HPV's cancer-causing protein has an additional mechanism for promoting cervical cancer progression
Human papillomavirus (HPV) causes cervical cancer mainly through its E7 oncoprotein, which disables the tumor suppressor Rb. Previous research showed E7 can increase levels of LASP1 — a protein that promotes cancer cell proliferation and invasion — by suppressing a microRNA that normally limits…
HPV's cancer-causing protein has an additional mechanism for promoting cervical cancer progression
Human papillomavirus (HPV) causes cervical cancer mainly through its E7 oncoprotein, which disables the tumor suppressor Rb. Previous research showed E7 can increase levels of LASP1 — a protein that promotes cancer cell proliferation and invasion — by suppressing a microRNA that normally limits LASP1 expression.

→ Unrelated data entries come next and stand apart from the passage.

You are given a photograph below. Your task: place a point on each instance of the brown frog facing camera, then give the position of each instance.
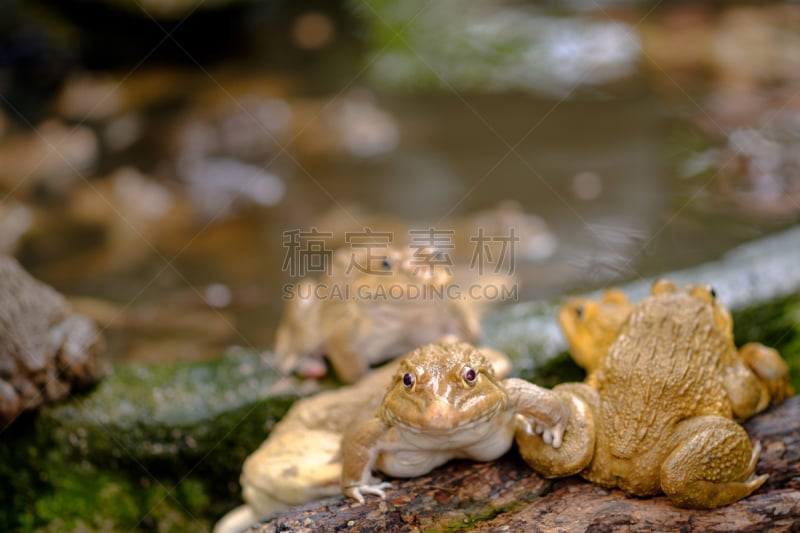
(656, 413)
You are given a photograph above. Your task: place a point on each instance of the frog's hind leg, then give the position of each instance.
(577, 446)
(711, 464)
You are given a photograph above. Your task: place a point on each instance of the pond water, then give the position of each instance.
(169, 223)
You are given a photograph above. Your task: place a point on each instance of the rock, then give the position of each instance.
(46, 351)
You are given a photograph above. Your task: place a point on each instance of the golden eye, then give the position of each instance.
(470, 376)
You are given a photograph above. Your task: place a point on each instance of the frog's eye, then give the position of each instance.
(470, 376)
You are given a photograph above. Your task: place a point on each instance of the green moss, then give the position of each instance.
(151, 448)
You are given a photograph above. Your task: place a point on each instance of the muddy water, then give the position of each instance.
(185, 256)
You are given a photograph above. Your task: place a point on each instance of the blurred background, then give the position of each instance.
(154, 153)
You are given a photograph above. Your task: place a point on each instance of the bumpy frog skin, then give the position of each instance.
(373, 324)
(302, 459)
(657, 413)
(445, 402)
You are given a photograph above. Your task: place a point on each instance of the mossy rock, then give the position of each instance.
(152, 447)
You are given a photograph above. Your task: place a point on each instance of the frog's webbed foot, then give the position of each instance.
(551, 435)
(357, 492)
(770, 369)
(711, 465)
(540, 411)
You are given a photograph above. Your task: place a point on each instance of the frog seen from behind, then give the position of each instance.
(657, 411)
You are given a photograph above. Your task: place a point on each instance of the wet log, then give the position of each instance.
(506, 495)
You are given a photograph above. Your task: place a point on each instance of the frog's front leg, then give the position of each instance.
(577, 447)
(539, 410)
(359, 453)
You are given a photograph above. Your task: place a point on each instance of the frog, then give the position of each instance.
(444, 402)
(316, 450)
(660, 412)
(591, 326)
(372, 307)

This study identifies a second, additional mechanism: E7 also activates LASP1 transcription directly through the Rb/E2F1 signaling pathway. By inactivating Rb, E7 frees E2F1 to activate LASP1 gene transcription directly. This means HPV uses at least two distinct molecular routes to elevate LASP1 in cervical cancer cells.

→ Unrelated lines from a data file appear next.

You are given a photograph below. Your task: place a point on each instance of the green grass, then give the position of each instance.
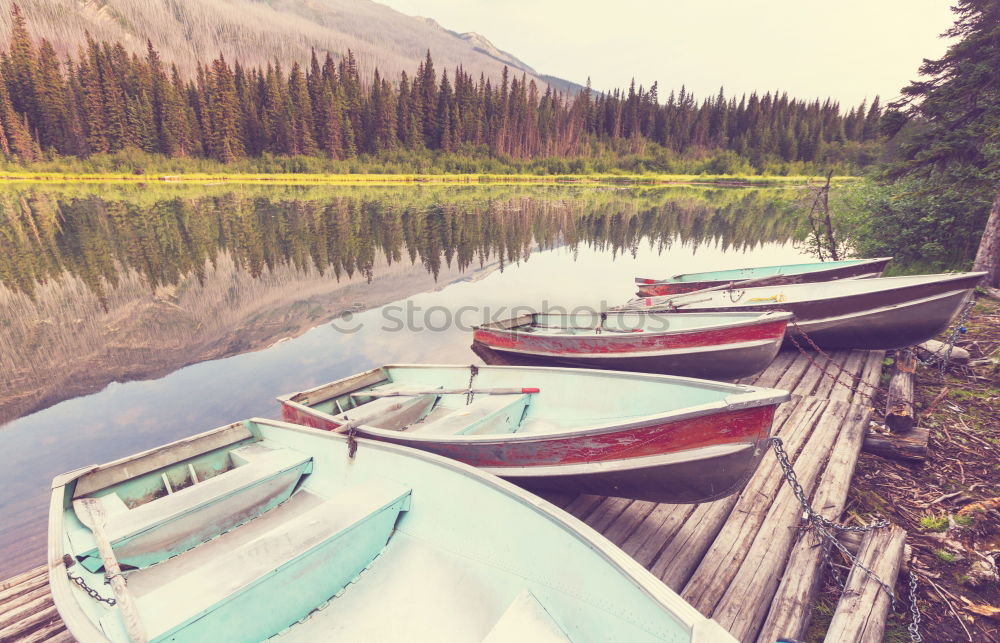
(293, 178)
(963, 521)
(945, 556)
(934, 523)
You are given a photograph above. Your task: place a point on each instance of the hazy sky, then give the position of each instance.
(849, 49)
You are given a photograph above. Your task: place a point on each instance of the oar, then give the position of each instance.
(90, 511)
(732, 284)
(449, 391)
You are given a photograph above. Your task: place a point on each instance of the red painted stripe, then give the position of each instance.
(733, 427)
(729, 427)
(608, 343)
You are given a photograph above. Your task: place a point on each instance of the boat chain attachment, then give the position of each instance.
(942, 357)
(826, 528)
(93, 593)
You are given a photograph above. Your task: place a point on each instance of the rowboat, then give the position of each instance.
(879, 313)
(647, 437)
(764, 276)
(713, 345)
(262, 528)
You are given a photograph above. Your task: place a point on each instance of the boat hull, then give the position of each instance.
(656, 461)
(880, 319)
(387, 531)
(693, 479)
(723, 362)
(726, 353)
(861, 270)
(894, 326)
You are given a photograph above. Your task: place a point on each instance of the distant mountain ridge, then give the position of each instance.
(258, 32)
(482, 45)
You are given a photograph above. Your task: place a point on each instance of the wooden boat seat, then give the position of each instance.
(279, 574)
(525, 620)
(166, 526)
(486, 414)
(391, 413)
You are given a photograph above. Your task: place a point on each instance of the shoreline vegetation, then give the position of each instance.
(294, 178)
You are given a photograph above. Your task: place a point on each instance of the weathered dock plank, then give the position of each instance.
(717, 553)
(861, 612)
(790, 607)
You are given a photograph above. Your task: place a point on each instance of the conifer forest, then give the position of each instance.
(105, 100)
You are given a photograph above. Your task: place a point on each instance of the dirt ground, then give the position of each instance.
(949, 504)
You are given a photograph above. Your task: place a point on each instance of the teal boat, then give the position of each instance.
(262, 528)
(764, 276)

Understanding multiple regulatory mechanisms for LASP1 could identify new points of therapeutic intervention in HPV-positive cervical cancers, particularly given that LASP1 promotes the invasive behaviors that lead to metastasis.
Key Findings
- HPV E7 oncoprotein activates LASP1 transcription via the Rb/E2F1 signaling pathway
- This represents a second mechanism (alongside microRNA suppression) by which E7 elevates LASP1
- Rb/E2F1 pathway activation by E7 is a key driver of LASP1 expression in HPV+ cervical cancer
- LASP1 promotes cell proliferation and invasion in HPV-positive cervical cancer cells
- Multiple convergent pathways elevate LASP1 in HPV-driven cervical cancer
Implications
These findings deepen our understanding of how HPV drives cervical cancer progression through LASP1 and may identify new therapeutic targets. LASP1 inhibition or targeting E2F1 activity could be strategies worth exploring in HPV-positive cervical cancer patients.
Caveats
Preprint, not peer reviewed. Study is likely cell-line based; clinical validation in patient tumors is needed. The functional importance of this specific E7-Rb-E2F1-LASP1 axis relative to other E7 oncogenic functions remains to be fully characterized. Summary based on abstract only.